She carried him in her body. She felt his first kicks. Her voice was one of the first sounds his ears heard. She held him in the NICU. But she was young and broken and overwhelmed. She could not be what he needed.
Unlike many adoptions nowadays, she did not choose us. Nor did she choose adoption for her child, though she agreed not to fight the ministry on it. So far.
Our adoption is not finalized yet.
After 6 months in our custody, the government will apply to make it permanent (this takes another 2-3 months). It is extremely unlikely that anything should threaten this, but not impossible. Someone could petition the court to overturn the placement. Someone could try to take our boy.
Friends of ours recently lost the child they are desperate to adopt, abruptly taken and returned to his birth mom. Their grief and very real concern about his safety is palpable. Legal or not, he is their son.

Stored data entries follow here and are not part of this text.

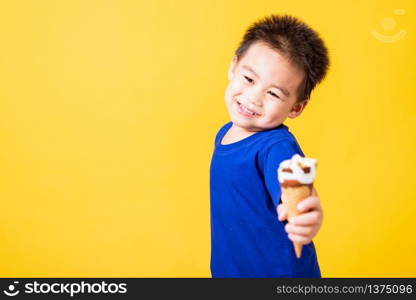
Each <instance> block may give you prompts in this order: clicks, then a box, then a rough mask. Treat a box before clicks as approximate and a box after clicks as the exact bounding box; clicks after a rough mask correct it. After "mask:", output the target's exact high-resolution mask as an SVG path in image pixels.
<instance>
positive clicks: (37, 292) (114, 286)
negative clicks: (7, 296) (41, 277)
mask: <svg viewBox="0 0 416 300" xmlns="http://www.w3.org/2000/svg"><path fill="white" fill-rule="evenodd" d="M18 284H19V281H14V282H13V284H10V285H9V286H8V288H7V289H6V290H4V291H3V293H4V294H5V295H7V296H9V297H14V296H16V295H18V294H19V293H20V292H21V293H24V294H65V295H69V296H70V297H74V296H75V295H77V294H125V293H127V283H107V282H105V281H101V282H96V283H90V282H85V281H81V282H80V283H77V282H71V283H68V282H39V281H37V280H34V281H31V282H26V283H25V284H24V285H23V287H22V288H21V289H20V290H19V289H17V285H18Z"/></svg>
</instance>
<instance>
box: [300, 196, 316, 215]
mask: <svg viewBox="0 0 416 300" xmlns="http://www.w3.org/2000/svg"><path fill="white" fill-rule="evenodd" d="M297 209H298V210H299V211H301V212H305V211H308V210H319V199H318V198H317V197H315V196H311V197H308V198H305V199H304V200H302V201H301V202H299V203H298V205H297Z"/></svg>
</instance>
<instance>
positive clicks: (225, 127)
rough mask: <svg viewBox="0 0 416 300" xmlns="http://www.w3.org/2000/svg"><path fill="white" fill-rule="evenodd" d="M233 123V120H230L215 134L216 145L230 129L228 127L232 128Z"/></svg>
mask: <svg viewBox="0 0 416 300" xmlns="http://www.w3.org/2000/svg"><path fill="white" fill-rule="evenodd" d="M232 125H233V123H232V122H228V123H225V124H224V125H222V126H221V128H220V130H218V132H217V134H216V136H215V145H217V144H218V143H219V139H221V138H222V137H223V136H224V134H225V133H226V132H227V131H228V129H230V127H231V126H232Z"/></svg>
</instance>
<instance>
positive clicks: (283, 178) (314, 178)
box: [277, 154, 316, 184]
mask: <svg viewBox="0 0 416 300" xmlns="http://www.w3.org/2000/svg"><path fill="white" fill-rule="evenodd" d="M302 167H303V168H305V167H307V168H309V172H305V171H304V170H303V169H302ZM283 169H290V170H291V171H292V172H287V171H286V172H283ZM315 175H316V159H313V158H307V157H302V156H300V155H298V154H295V155H293V156H292V159H288V160H284V161H282V162H281V163H280V165H279V169H278V170H277V177H278V179H279V182H280V183H283V182H284V181H286V180H296V181H298V182H299V183H301V184H311V183H313V180H314V179H315Z"/></svg>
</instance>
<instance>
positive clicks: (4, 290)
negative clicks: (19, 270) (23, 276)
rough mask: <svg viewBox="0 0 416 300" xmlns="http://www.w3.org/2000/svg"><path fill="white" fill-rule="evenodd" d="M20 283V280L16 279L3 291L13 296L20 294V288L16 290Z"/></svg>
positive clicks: (9, 295)
mask: <svg viewBox="0 0 416 300" xmlns="http://www.w3.org/2000/svg"><path fill="white" fill-rule="evenodd" d="M18 284H19V281H14V282H13V284H10V285H9V286H8V289H7V290H4V291H3V293H4V294H6V295H7V296H11V297H13V296H16V295H18V294H19V293H20V291H19V290H16V285H18Z"/></svg>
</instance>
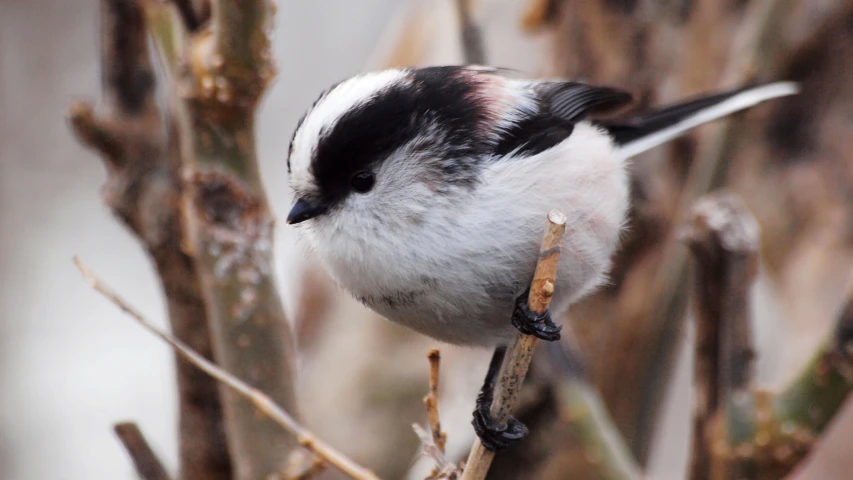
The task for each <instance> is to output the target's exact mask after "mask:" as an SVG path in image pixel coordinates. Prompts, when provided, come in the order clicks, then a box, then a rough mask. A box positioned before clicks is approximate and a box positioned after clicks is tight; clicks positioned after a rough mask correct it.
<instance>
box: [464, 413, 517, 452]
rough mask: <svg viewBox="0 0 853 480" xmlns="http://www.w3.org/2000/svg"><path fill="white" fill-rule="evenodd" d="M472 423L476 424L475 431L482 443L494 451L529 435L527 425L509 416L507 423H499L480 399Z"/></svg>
mask: <svg viewBox="0 0 853 480" xmlns="http://www.w3.org/2000/svg"><path fill="white" fill-rule="evenodd" d="M489 403H490V404H491V402H489ZM471 423H472V424H473V425H474V432H476V433H477V436H478V437H480V443H482V444H483V446H484V447H486V450H489V451H492V452H496V451H498V450H501V449H504V448H506V447H508V446H510V445H512V444H513V443H515V442H517V441H518V440H521V439H522V438H524V436H525V435H527V427H526V426H525V425H524V424H523V423H521V422H519V421H518V420H516V419H515V418H514V417H509V418H507V420H506V423H504V424H499V423H498V422H497V421H495V419H494V418H492V414H491V412H490V411H489V406H488V405H481V404H480V402H479V401H478V402H477V409H476V410H474V420H473V421H472V422H471Z"/></svg>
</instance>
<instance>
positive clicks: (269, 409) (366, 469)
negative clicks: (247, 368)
mask: <svg viewBox="0 0 853 480" xmlns="http://www.w3.org/2000/svg"><path fill="white" fill-rule="evenodd" d="M74 263H75V264H76V265H77V268H78V269H79V270H80V273H81V274H83V278H84V279H85V280H86V281H87V282H88V283H89V285H90V286H91V287H92V288H93V289H95V291H97V292H98V293H100V294H101V295H103V296H104V297H106V298H107V300H109V301H111V302H112V303H114V304H115V305H116V306H117V307H119V308H120V309H121V310H122V311H123V312H124V313H126V314H128V315H129V316H130V317H131V318H133V319H134V320H135V321H136V322H137V323H139V324H140V325H141V326H142V327H143V328H145V329H146V330H148V331H149V332H150V333H152V334H154V335H155V336H157V337H158V338H159V339H160V340H163V341H164V342H166V343H167V344H168V345H169V346H171V347H172V348H173V349H174V350H175V352H176V353H177V354H178V355H180V356H181V358H183V359H184V360H186V361H187V362H188V363H190V364H191V365H193V366H194V367H196V368H198V370H199V371H200V372H203V373H205V374H207V375H210V377H211V378H213V379H215V380H218V381H219V382H221V383H222V385H223V387H224V388H228V389H229V390H231V391H233V392H234V393H235V394H237V395H240V396H242V397H243V398H245V399H246V401H248V402H250V403H251V404H252V405H254V407H255V408H257V410H258V413H259V414H263V415H266V416H267V417H268V418H269V419H270V420H271V421H273V422H275V423H276V424H277V425H278V426H279V427H281V428H282V429H283V431H285V432H289V433H290V434H292V435H293V436H295V437H296V439H297V440H298V442H299V444H300V445H302V446H303V447H305V448H306V449H307V450H309V451H311V452H313V453H315V454H316V455H317V457H319V459H322V460H324V461H326V462H328V463H329V464H330V465H333V466H335V467H336V468H338V469H339V470H340V471H341V472H343V473H345V474H347V475H349V476H350V477H351V478H353V479H356V480H378V479H377V477H376V475H375V474H374V473H373V472H372V471H370V470H367V469H365V468H362V467H360V466H359V465H357V464H355V463H354V462H352V461H351V460H350V459H349V458H347V457H345V456H344V455H343V454H341V453H339V452H338V451H336V450H335V449H333V448H332V447H331V446H329V445H328V444H326V443H325V442H324V441H322V440H320V439H319V438H317V437H316V436H315V435H314V434H313V433H312V432H310V431H309V430H308V429H306V428H305V427H303V426H302V425H300V424H299V422H297V421H296V419H295V418H293V416H291V415H290V414H289V413H287V411H285V410H283V409H282V408H281V406H279V405H277V404H276V403H275V402H274V401H273V400H272V399H271V398H270V397H269V396H268V395H266V394H264V392H261V391H260V390H258V389H255V388H252V387H251V386H249V385H248V384H247V383H246V382H244V381H242V380H240V379H239V378H237V377H235V376H233V375H231V374H230V373H228V372H226V371H225V370H223V369H221V368H220V367H218V366H217V365H216V364H214V363H213V362H211V361H210V360H207V359H206V358H204V357H202V356H201V355H199V353H198V352H196V351H194V350H192V349H191V348H189V347H188V346H187V345H186V344H184V343H183V342H181V341H180V340H178V339H176V338H174V337H172V336H171V335H169V334H168V333H166V332H163V331H162V330H159V329H158V328H157V327H155V326H154V325H153V324H152V323H151V322H149V321H148V320H146V319H145V317H143V316H142V314H140V313H139V312H138V311H136V309H134V308H133V307H131V306H130V305H129V304H128V303H127V302H125V301H124V300H123V299H122V298H121V297H119V296H118V294H117V293H115V292H114V291H113V290H112V289H111V288H110V287H108V286H107V285H106V284H105V283H104V282H103V281H101V279H100V278H98V277H97V276H96V275H95V274H94V273H92V271H91V270H89V269H88V268H86V266H85V265H83V262H81V261H80V260H79V259H78V258H76V257H75V258H74ZM312 463H314V462H312ZM312 470H313V469H312ZM283 475H284V471H281V472H273V473H271V474H270V475H269V476H266V477H261V478H264V479H273V478H280V477H282V476H283ZM287 478H289V477H287Z"/></svg>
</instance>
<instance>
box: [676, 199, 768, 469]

And they are devastated.
My cool, rational brain recognizes that this is not a realistic worry for us. But my heart isn’t always rational. And I won’t breathe easy until we hold the final papers in our hands.
Birth family is not our enemy.
This is the family that brought our beautiful boy into the world. They gave him a name. They dreamed dreams for him.
We have a plastic-covered book of pictures which we call “Everyone Loves S.” The first page is a picture of our family, the next section contains pictures of foster family and the last pages are pictures of Birth Mommy and brothers and grandparents. As we look through it with him, we name each face and tell him “Nana loves S, Poppa loves S… Everyone loves S.”
It’s true. They really do. As best they can. And we know enough of their story to understand where things have fallen apart for them. They are not evil, heartless villains, just flesh and blood people who are in over their heads.
And some part of me is glad, because now I have the son I wanted so badly. This competitive streak is alarming. I examine their shortcomings and am reassured that we can do a better job as parents. Mine! I see their dark hair and eyes, noticing that S looks more like my children than theirs. Mine! And I know it is ridiculous to be this petty and insecure, but he is mine, mine, mine…
I guess I’m not as mature and confident as I thought.
But I can play it cool.
I will let my mind and not my heart guide me. I will set aside my fear and insecurity. I will keep mama bear in check. I will protect, but not attack. I will pray when I want to obsess and forgive when I want to judge and trust when I am overwhelmed.
Adoption has enough losses already. This week we will try to build something positive and redeem some connection with his past. Because that is what my son deserves.
So here’s me, and I know it’s not a competition. I read “Percival the Plain Little Cattepillar” 7 times a day. I catch him when he leaps off the monkey bars. I wipe his nose and change his diaper. I teach him to sign “please” when he wants ANOTHER handful of blueberries. I rock him to sleep every night. I’m his Mom.